When "Verified Robust Accuracy" Isn't, Actually, Verified

Verified Certified Robustness for Neural Networks - Part II

This post is the second in a series on the topic of Verified Certified Robustness for Neural Networks. These posts accompany and explain our recent paper A Formally Verified Robustness Certifier for Neural Networks that will appear at CAV 2025, and the broader research agenda that that paper initiates.

The series so far comprises the following posts:

In the previous post I explained the scalability challenges faced by much prior work on verified robustness for neural networks, and how approaches instead based on certified robustness might provide a way to circumvent those challenges.

Our work is heavily inspired by the ideas of Leino et al. on training robust neural networks.

As part of their work, they develop an efficient way to certify the robustness of individual model outputs.

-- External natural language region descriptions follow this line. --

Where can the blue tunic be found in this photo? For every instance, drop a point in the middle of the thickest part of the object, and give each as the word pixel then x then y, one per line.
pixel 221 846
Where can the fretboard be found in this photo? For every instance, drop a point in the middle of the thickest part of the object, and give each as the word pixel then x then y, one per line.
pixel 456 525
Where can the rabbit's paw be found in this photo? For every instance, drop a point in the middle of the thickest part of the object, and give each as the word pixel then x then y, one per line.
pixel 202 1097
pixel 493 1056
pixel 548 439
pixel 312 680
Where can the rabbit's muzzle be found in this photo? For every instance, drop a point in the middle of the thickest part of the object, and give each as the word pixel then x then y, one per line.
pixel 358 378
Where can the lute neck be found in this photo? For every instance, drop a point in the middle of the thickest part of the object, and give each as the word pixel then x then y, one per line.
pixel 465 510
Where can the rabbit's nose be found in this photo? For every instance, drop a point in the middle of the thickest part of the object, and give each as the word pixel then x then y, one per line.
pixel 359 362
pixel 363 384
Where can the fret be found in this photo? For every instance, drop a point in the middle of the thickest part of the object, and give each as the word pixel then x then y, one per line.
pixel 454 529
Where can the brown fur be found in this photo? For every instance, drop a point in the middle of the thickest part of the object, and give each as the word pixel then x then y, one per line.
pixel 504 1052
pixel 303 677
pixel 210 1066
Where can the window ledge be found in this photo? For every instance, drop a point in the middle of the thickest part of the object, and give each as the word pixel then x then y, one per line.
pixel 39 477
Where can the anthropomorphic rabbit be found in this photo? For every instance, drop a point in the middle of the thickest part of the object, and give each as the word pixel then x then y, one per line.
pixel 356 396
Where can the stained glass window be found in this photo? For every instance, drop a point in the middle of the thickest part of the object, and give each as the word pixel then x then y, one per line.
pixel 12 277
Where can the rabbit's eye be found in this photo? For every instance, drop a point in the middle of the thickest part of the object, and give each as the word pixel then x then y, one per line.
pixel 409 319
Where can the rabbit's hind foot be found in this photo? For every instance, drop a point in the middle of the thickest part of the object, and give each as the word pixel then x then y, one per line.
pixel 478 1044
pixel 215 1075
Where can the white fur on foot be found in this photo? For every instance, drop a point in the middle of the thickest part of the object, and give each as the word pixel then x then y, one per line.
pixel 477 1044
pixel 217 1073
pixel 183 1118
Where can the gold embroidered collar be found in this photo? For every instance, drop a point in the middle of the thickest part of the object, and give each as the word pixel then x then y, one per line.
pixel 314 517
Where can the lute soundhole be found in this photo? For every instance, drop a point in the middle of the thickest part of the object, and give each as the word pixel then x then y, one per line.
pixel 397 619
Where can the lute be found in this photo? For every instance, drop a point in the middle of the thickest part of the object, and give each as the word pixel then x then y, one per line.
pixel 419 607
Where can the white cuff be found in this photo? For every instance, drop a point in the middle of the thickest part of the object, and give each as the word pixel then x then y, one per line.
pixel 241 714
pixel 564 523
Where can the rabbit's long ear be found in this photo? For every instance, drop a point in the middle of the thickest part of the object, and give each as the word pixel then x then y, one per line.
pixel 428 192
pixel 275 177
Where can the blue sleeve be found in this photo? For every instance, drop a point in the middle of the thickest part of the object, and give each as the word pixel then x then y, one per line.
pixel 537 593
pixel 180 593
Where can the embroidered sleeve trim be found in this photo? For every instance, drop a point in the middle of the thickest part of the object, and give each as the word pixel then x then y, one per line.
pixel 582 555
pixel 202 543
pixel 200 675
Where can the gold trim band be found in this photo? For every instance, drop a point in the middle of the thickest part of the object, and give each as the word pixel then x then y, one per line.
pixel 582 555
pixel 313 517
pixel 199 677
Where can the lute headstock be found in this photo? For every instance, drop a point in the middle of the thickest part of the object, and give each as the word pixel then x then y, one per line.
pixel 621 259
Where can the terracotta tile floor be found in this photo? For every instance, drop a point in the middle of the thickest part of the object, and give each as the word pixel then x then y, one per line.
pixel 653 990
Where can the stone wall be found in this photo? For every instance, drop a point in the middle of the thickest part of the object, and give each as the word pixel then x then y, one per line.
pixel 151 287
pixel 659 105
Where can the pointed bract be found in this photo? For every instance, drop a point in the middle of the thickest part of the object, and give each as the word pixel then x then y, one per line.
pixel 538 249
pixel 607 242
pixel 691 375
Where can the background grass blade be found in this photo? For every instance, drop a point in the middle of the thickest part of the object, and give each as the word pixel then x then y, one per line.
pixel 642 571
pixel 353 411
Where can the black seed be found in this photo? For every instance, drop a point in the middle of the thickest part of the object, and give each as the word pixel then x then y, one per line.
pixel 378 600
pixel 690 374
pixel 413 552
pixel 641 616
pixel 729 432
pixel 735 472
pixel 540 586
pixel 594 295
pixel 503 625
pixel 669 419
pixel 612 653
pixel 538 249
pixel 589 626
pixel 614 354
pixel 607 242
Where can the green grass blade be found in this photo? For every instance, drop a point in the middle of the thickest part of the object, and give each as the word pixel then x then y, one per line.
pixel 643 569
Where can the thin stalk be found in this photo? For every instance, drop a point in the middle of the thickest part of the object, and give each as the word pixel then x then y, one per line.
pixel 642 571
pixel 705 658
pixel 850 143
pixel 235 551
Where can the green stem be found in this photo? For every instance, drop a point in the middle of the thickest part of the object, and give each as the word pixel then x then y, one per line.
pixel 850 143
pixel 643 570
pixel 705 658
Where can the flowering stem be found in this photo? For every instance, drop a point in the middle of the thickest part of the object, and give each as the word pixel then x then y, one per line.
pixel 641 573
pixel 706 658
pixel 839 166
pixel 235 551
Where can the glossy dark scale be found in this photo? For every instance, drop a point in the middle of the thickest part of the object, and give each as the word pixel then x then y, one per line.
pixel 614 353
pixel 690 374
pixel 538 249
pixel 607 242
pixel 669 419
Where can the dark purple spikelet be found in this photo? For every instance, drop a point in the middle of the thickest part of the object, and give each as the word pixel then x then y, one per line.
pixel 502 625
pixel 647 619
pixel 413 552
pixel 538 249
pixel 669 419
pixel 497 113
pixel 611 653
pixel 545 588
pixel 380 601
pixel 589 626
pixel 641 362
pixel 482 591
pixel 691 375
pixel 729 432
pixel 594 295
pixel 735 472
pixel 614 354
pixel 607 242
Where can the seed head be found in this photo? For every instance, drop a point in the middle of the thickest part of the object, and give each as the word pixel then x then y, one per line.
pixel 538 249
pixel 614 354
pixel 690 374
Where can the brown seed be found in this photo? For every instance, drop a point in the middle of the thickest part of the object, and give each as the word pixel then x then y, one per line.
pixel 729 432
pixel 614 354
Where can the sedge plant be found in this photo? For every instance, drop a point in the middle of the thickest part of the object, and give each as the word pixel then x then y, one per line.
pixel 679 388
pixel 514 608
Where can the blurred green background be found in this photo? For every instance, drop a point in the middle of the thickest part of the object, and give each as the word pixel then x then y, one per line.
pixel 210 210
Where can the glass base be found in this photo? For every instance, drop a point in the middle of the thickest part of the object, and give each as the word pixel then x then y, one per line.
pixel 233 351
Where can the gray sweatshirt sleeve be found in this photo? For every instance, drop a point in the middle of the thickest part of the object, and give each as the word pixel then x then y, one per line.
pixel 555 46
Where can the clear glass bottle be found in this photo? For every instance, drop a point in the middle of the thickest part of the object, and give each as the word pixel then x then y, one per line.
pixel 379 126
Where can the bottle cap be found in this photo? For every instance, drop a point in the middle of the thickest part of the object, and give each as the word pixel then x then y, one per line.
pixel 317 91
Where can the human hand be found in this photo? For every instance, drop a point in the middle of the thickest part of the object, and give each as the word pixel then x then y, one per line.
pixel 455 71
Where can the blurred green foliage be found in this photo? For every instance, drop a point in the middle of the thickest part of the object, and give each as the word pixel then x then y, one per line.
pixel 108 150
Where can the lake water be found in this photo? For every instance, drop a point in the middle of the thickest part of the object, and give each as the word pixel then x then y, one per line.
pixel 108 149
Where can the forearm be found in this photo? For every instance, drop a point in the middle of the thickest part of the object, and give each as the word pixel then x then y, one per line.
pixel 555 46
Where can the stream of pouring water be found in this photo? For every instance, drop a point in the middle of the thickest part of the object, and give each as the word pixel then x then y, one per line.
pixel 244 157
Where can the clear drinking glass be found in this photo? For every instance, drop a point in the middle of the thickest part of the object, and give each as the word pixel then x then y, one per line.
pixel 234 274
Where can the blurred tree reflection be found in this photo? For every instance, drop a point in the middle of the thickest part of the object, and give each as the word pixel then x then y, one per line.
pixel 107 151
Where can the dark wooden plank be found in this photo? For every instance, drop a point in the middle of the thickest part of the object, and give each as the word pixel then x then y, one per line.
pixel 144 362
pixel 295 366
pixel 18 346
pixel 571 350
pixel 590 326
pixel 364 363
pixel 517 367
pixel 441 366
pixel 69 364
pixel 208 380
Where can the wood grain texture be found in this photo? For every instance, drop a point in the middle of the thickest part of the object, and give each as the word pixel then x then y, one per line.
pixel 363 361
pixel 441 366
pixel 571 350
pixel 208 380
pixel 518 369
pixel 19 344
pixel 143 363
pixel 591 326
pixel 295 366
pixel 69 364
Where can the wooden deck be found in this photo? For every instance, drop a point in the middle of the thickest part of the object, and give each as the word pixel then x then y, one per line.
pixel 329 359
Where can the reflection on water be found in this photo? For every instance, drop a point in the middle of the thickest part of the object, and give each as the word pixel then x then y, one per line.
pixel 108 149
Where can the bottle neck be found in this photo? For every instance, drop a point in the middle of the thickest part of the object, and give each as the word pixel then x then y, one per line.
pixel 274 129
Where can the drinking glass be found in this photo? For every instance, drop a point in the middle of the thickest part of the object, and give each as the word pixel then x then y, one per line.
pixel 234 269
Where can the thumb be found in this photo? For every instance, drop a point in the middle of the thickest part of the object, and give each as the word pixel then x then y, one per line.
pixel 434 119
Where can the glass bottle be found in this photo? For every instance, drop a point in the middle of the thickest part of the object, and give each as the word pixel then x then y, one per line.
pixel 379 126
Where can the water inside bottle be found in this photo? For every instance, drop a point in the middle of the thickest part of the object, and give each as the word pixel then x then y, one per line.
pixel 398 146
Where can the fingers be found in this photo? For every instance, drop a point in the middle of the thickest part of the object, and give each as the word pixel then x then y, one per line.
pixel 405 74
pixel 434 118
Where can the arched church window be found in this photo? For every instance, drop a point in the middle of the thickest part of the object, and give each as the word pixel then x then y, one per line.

As I said in my previous post, we discovered soundness issues in both the design and implementation of their approach. I’ll explain more below what those issues mean but, in short, they make their certifier untrustworthy. An adversary can leverage them to make someone believe that a model’s answers are robust when they are not.

Our work, among other things, overcomes those problems by designing, implementing and formally verifying a robustness certifier heavily inspired by Leino et al.’s approach—though we necessarily make different design and implementation decisions to avoid the problems that we identified in their certifier.

This post is all about those problems. Its purpose is to highlight how tricky this sort of code can be to design and implement correctly, and why doing so is crucial for soundness. In later posts I intend to explain how formal verification helps us to get this code right the first time.

If you’re curious about the title of this post, I explain that at the end. In short: I wish machine learning folks would avoid using the adjective “verified” when no formal verification has taken place.

As I’ve said before, I am a massive fan of Leino et al.’s work, and remain so. They are the giants on whose shoulders our work stands.

Efficient Robustness Certification via Lipschitz Bounds

Before going into the problems we discovered in Leino et al.’s certifier (and that are briefly summarised in our paper), I need to describe a little about how their certifier was designed to enable efficient robustness certification of model outputs.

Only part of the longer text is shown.